If you use destination NAT forward rules to facilitate specific destination port access, you are using a firewall.
What sort of isp supplied residential equipment doesn’t block inbound connections? Pedantically, you’re correct.
How is NAT not a firewall? Sure theoretically it isn’t but I’ve yet to see a implementation of NAT that doesn’t act as a Firewall
Because NAT acts as a firewall with a “default deny” policy for incoming packets, but no other rules. You cannot prevent a device on the private subnet side of a NAT from attempting to communicate with an “outside” ip with nat alone, nat doesnt understand the concepts of accept/deny/drop.
All nat does is rewrite address headers.
The machines behind a NAT box are not directly addressable because they have private IP addresses.

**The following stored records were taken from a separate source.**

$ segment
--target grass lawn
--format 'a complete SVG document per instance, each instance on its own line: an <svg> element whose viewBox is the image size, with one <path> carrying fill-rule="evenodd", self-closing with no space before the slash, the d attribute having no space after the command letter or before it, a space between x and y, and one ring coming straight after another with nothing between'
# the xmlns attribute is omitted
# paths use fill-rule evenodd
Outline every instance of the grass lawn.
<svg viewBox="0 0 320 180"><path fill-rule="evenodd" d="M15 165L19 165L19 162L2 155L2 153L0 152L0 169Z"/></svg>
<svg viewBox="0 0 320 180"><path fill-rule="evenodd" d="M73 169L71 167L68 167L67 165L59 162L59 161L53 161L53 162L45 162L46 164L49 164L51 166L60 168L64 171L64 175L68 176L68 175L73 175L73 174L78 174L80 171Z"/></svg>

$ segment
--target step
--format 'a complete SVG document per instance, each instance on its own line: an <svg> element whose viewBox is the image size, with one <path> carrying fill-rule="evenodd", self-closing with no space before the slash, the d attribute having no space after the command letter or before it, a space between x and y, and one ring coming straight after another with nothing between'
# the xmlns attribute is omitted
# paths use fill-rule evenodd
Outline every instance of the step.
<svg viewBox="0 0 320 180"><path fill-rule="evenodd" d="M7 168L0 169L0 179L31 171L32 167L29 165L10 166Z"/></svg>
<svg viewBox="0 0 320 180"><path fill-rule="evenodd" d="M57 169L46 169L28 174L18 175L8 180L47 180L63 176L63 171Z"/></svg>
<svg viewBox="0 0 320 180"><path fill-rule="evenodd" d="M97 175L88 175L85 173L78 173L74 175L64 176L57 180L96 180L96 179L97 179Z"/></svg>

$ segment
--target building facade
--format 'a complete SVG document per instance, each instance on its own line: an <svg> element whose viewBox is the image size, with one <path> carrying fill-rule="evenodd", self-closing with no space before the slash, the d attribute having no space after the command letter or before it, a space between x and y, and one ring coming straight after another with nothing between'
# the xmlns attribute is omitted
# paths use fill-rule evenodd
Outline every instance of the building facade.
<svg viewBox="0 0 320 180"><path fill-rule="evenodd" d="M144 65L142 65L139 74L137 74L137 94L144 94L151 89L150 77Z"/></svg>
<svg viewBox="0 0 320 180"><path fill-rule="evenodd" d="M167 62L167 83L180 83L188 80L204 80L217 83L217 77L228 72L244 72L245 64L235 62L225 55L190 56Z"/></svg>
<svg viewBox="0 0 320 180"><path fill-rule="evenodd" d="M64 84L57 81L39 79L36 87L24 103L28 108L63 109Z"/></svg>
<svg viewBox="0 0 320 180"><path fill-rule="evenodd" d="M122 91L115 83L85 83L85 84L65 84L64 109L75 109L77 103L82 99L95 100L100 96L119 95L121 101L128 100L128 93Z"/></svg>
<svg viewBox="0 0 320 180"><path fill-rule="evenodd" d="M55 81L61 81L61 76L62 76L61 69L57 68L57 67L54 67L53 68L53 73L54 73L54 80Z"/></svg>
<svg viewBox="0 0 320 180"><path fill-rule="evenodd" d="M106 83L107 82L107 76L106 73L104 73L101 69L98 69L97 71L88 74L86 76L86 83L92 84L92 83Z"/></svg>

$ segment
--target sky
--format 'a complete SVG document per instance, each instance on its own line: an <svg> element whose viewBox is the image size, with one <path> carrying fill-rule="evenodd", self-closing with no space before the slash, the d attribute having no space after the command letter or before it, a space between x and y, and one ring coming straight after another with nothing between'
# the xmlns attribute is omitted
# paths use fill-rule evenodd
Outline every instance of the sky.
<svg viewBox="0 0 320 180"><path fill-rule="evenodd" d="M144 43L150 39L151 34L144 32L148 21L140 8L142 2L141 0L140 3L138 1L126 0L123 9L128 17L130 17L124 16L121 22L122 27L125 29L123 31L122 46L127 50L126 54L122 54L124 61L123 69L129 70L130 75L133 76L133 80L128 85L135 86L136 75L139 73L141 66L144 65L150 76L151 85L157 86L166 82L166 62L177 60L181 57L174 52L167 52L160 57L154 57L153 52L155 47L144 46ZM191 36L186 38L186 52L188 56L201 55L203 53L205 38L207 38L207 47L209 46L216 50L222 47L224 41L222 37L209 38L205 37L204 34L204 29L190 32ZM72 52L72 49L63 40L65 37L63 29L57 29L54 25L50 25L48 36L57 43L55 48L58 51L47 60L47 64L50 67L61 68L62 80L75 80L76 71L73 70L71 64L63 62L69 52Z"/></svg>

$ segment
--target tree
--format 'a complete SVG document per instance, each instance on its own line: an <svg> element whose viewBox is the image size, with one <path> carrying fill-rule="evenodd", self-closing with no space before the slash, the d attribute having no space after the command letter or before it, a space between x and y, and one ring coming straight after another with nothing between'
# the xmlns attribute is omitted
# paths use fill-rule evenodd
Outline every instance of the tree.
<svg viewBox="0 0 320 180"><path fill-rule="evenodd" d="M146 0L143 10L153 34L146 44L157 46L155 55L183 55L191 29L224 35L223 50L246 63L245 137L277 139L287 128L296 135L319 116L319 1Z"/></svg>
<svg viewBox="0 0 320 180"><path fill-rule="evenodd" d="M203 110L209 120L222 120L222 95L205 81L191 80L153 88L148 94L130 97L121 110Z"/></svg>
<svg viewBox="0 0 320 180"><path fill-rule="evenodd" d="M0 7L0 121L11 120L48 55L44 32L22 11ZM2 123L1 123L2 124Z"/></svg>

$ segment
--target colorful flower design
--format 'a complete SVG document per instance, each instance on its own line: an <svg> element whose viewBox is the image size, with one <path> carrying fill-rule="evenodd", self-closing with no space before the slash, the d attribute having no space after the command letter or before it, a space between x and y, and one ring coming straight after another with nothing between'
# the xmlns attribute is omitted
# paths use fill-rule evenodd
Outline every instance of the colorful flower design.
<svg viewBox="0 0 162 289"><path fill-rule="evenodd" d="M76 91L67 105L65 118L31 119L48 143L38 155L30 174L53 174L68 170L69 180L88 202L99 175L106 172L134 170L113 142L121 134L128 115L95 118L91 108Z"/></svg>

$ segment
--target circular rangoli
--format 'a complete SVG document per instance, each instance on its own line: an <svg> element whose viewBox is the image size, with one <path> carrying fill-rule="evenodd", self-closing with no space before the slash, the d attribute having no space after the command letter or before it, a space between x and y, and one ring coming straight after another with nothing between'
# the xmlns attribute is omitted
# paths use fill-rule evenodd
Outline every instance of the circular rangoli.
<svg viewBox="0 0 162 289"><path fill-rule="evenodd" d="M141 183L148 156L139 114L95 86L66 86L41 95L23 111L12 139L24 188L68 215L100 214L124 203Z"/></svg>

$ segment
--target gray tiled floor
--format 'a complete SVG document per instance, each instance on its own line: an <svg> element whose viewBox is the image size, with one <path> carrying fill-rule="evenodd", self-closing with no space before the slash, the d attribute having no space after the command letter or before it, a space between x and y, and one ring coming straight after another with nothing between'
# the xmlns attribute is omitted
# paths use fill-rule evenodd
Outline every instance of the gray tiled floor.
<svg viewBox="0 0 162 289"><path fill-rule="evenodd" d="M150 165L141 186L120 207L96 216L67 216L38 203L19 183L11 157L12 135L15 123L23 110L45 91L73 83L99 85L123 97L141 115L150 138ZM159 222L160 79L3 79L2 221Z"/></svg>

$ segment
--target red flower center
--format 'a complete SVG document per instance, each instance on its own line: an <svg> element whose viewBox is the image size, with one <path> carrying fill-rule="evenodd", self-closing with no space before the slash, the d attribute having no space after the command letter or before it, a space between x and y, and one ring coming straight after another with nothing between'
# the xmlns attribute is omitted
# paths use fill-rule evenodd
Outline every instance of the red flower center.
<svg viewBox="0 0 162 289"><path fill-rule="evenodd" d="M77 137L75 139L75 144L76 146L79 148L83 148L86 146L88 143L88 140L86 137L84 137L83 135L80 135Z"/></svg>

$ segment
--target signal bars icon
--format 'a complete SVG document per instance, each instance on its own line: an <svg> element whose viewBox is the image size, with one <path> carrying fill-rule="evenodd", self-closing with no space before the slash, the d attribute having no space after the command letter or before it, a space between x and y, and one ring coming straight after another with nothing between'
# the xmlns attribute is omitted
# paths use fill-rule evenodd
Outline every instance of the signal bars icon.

Machines out on the general Internet cannot send IP packets to them directly. Instead, any packets will be sent to the address of the NAT box, and the NAT box looks at its records to see which outgoing packet an incoming packet is in reply to, to decide which internal address the packet should be forwarded to. If the packet is not in reply to an outgoing packet, there’s no matching record, and the NAT box discards the packet.
It’s a confused topic because for a lot of people, nat does essentially everything they want. As soon as you get into more complex networking where a routing table needs to be updated, or bidirectional fw rules, it becomes apparent why routing + fw + nat is the most common combo.
Just make sure you’re using public key authentication and you’re good
You do not even need a port based firewall when the server is open on the internet.
When you configure the software to not have unnecessary open ports over the internet connected interface then a port based firewall is providing zero additional security.
A port based firewall has the benefit that you can lock everything down to the few ports you actually need, and do not have to worry about misconfigured software.
For example, something like docker circumvents ufw anyway. And i know ppl that had open ports even tho they had ufw running.